PORT ANGELES — The trophy case at the Peninsula College gymnasium is running out of space.
School administrators are actually thinking about buying a bigger one.
They need to find some place to put all the accolades the men’s soccer program continues to pile up.
Of course, this year’s Pirates (11-3-4 overall) would like to add the one piece of hardware that has eluded head coach Andrew Chapman during his wildly successful eight-year tenure: an NWAACC title.
Making their third Final Four appearance in four years, they’ll get that chance this weekend starting with Saturday’s semifinal with Columbia Basin (12-3-4) at the Starfire Sports Complex in Tukwila at 6:30 p.m.
“We started the season out No. 2 [in the NWAACC], so I think we’re now recognized that Peninsula College is a program to be reckoned with,” Chapman said.
“The next step would be finding that next day and winning.
“That’s what we’re all shooting for, so we can continue to go and move forward with this program.”
Obviously, the Pirates don’t have much further to go.
They’ve been on the NWAACC’s biggest stage twice before under Chapman, reaching the Final Four in 2007 and ’08.
Yet each time they’ve suffered a crushing one-goal defeat in the semis, once on a second half penalty kick (’07) and another on an overtime goal (’08).
After rising to a No. 1 ranking in the NWAACC coaches poll this fall, the Pirates went through a rough six-game stretch that saw them go 1-3-2.
The team rebounded just in time to win its final regular season match — 3-2 at Bellevue — and eventually claim its third West Division crown in four seasons.
The Pirates followed that up with a dramatic 2-1 victory over Whatcom in the NWAACC quarterfinals, coming back from an early 1-0 deficit to earn a trip to the Final Four.
“I think they just decided they weren’t going to be content with finishing out the season,” Chapman said of the Pirates’ rebound.
“I think what it was was they were ready to start fighting again. They were complacent for a little while, and then the end of the season came around and they realized they needed to fight for things.”
It also helped that Miguel Gonzalez started scoring goals again.
The freshmen striker from Yelm struggled with his scoring during the Pirates’ late-season swoon.
The Peninsula coaches eventually moved around the team’s alignment up front, and the results weren’t too far behind.
“We ran another striker that stayed high to create space for Miguel to be in,” Chapman said. “He likes the close quarters, but what he wants to do is get the ball and face up the opponent. He needs his space so he can get the ball and turn. And once he turns he’s not afraid of the close quarters.
Gonzalez scored five of his team-high 14 goals in the Pirates’ final three games.
This week he was named the West Division MVP, while four of his teammates were selected to the West Division All-Start team.

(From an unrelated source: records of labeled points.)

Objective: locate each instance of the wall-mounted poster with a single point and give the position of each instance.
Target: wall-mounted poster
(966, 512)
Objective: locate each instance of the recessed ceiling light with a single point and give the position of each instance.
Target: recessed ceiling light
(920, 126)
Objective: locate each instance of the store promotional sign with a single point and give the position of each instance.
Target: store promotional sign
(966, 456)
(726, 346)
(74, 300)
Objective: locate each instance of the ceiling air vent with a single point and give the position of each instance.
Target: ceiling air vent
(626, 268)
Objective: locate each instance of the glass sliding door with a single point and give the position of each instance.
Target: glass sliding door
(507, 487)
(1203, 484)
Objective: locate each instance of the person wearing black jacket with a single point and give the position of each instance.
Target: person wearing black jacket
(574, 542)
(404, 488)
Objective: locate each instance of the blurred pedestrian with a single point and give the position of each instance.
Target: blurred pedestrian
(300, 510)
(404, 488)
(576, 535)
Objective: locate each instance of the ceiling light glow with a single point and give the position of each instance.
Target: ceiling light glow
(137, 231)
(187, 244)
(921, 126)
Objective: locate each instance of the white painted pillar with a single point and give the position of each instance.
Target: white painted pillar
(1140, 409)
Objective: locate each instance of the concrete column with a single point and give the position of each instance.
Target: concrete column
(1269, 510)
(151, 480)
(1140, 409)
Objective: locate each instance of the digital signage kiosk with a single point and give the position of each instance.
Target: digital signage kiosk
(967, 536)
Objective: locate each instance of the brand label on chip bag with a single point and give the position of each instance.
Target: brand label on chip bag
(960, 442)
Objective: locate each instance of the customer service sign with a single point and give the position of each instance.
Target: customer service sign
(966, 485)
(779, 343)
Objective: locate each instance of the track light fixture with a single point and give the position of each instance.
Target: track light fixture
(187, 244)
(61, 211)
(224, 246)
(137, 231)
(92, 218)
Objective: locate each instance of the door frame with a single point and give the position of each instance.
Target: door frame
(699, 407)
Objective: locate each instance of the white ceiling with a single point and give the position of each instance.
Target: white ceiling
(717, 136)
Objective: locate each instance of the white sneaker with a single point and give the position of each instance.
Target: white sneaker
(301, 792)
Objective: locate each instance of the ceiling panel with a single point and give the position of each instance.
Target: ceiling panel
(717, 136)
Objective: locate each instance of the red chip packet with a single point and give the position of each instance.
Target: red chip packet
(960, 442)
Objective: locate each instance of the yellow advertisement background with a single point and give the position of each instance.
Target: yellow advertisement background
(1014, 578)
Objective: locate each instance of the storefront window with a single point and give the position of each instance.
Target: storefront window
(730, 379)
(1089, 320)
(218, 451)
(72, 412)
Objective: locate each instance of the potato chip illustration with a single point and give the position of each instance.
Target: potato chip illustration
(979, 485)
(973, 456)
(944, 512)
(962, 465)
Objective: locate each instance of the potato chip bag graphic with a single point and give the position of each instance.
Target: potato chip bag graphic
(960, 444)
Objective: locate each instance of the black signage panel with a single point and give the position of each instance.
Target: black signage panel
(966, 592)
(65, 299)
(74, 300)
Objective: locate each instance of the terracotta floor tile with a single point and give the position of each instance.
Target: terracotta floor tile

That included midfielder Tyler Hindmarch (5 goals, 2 assists), defender Jeff Mullen (3 assists), defender Brent Ricigliano (1 goal, 3 assists) and goalkeeper Jared Wilson (5 shutouts).
“He’s our leader on the field,” Chapman said of Gonzalez.
“He’s strong, he scores goals and he’s consistent. We may not be as far along as we are now without Miguel.”
The five All-Stars are the most Peninsula has ever had in one season; an indication of just how talented the Pirates are this season.
“We’ve given up the lowest amount of goals  in all the years we’ve coached,” said Chapman, who was also named West Division coach of the year for the third time.
“Definitely, we’ve done some good stuff about not giving up a lot of goals. But the nice thing about this team is it’s 20 freshmen [and seven sophomores].
“We’re going to play a team that’s got 12 sophomores. We’ll see what that means.”
The Pirates face a stingy defense in Columbia Basin.
The Hawks have given up just 16 goals this season while notching an NWAACC-best nine shutouts.
Waiting in the finals will be the winner of Saturday’s Highline-Shoreline match at 4 p.m.
“They are just a hard, hard-working team,” Chapman said of Columbia Basin. “I think the one thing we need to do is not panic, not to worry.
“Columbia Basin likes to put a lot of pressure on, so we just need not to get rattled. As long as we keep our composure and stay mentally strong I think we are going to be all right.”
Do that, and the Pirates just might add another trophy to the collect.
Or better yet, another banner.
“We point those out right away and say those banners aren’t going anywhere,” Chapman said. “Everybody who comes through here gets to see and read those names.“The guys are more pumped up about getting their name on that gym wall than getting a trophy.”